Reading a line from text, and separating it into variables/ Structure

Collapse
X
 
  • Time
  • Show
Clear All
new posts
  • tooswole23
    New Member
    • Feb 2012
    • 10

    Reading a line from text, and separating it into variables/ Structure

    So i recently was forced to switch from C to python for Numerical Analysis reasons, and being new to Python/NumPy I was wondering if there was any equivalent of the function fscanf for Python.NumPy or how I would go about reading in a line of data and store the individual "strings" into variables.

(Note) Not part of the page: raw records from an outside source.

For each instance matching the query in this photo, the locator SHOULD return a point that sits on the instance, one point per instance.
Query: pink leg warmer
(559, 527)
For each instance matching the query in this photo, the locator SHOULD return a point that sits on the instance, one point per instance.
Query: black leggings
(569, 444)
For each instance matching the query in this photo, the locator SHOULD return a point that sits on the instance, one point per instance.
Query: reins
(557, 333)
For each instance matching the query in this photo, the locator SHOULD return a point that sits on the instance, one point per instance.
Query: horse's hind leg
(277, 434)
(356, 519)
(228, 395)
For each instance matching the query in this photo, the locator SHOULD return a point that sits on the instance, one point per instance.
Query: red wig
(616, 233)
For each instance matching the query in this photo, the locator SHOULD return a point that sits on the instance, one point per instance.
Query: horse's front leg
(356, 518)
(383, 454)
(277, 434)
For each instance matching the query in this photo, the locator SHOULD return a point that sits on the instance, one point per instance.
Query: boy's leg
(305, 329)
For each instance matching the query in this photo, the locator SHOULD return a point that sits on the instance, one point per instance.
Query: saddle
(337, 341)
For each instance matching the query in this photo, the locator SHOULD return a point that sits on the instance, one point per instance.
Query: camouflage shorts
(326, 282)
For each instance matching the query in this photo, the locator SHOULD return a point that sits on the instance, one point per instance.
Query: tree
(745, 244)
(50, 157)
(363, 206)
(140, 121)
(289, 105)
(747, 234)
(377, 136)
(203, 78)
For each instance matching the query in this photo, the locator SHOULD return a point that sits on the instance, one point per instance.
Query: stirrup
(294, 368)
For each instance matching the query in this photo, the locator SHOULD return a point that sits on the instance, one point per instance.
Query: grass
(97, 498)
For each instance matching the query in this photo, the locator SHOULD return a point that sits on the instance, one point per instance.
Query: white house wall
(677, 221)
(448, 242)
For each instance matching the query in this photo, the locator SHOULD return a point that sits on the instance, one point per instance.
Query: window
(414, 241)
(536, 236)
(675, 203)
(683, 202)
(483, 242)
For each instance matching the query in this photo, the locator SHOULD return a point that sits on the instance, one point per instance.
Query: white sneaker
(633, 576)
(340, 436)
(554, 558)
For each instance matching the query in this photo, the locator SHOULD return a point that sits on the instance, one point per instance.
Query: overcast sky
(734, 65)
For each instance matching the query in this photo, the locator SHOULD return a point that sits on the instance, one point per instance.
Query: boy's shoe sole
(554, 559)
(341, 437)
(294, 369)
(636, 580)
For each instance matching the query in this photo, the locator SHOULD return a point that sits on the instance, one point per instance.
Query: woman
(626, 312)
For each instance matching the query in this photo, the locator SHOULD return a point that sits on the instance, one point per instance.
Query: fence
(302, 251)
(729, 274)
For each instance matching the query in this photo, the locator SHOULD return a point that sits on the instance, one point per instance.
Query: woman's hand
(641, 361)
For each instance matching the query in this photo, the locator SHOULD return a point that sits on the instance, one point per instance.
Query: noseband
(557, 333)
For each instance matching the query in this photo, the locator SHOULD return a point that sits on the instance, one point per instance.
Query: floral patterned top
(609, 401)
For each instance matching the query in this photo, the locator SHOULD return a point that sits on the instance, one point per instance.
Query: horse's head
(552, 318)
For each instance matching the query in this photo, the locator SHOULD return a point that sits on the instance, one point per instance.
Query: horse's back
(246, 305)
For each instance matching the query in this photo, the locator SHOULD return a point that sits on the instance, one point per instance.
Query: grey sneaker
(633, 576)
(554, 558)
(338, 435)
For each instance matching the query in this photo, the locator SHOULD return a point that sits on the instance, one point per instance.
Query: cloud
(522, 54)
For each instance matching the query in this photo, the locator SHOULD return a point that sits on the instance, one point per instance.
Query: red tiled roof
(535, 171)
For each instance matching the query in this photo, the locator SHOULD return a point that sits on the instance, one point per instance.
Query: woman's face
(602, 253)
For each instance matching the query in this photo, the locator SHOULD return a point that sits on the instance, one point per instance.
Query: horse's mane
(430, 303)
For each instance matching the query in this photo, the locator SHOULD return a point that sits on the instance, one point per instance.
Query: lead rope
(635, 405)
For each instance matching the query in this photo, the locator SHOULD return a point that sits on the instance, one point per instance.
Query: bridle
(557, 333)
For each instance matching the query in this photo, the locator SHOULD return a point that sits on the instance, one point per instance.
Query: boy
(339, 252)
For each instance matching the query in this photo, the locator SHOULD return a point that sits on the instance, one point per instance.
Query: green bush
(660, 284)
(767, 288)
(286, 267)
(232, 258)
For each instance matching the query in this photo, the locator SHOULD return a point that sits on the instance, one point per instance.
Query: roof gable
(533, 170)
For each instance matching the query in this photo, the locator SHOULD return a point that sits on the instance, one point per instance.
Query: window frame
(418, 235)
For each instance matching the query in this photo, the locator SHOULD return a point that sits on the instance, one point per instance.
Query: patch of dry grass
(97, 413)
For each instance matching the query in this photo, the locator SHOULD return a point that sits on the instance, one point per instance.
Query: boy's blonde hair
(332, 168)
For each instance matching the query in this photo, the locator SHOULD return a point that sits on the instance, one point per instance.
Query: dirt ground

    I figured my best bet was probably splitting the string into x pieces using split(), but I'm not entirely sure how to assign each individual piece of the string to a corresponding variable.

    Also wondering if there is an equivalent of a C structure in Python.

    Thank you for reading.
  • Smygis
    New Member
    • Jun 2007
    • 126

    #2
    Guessing wildly here but I think what you are after is best accomplished with a dictionary.

    But I'm not sure what you are on about with "assign each individual piece of the string to a corresponding variable.". Or exactly how the data looks like. Or how you want to access it later.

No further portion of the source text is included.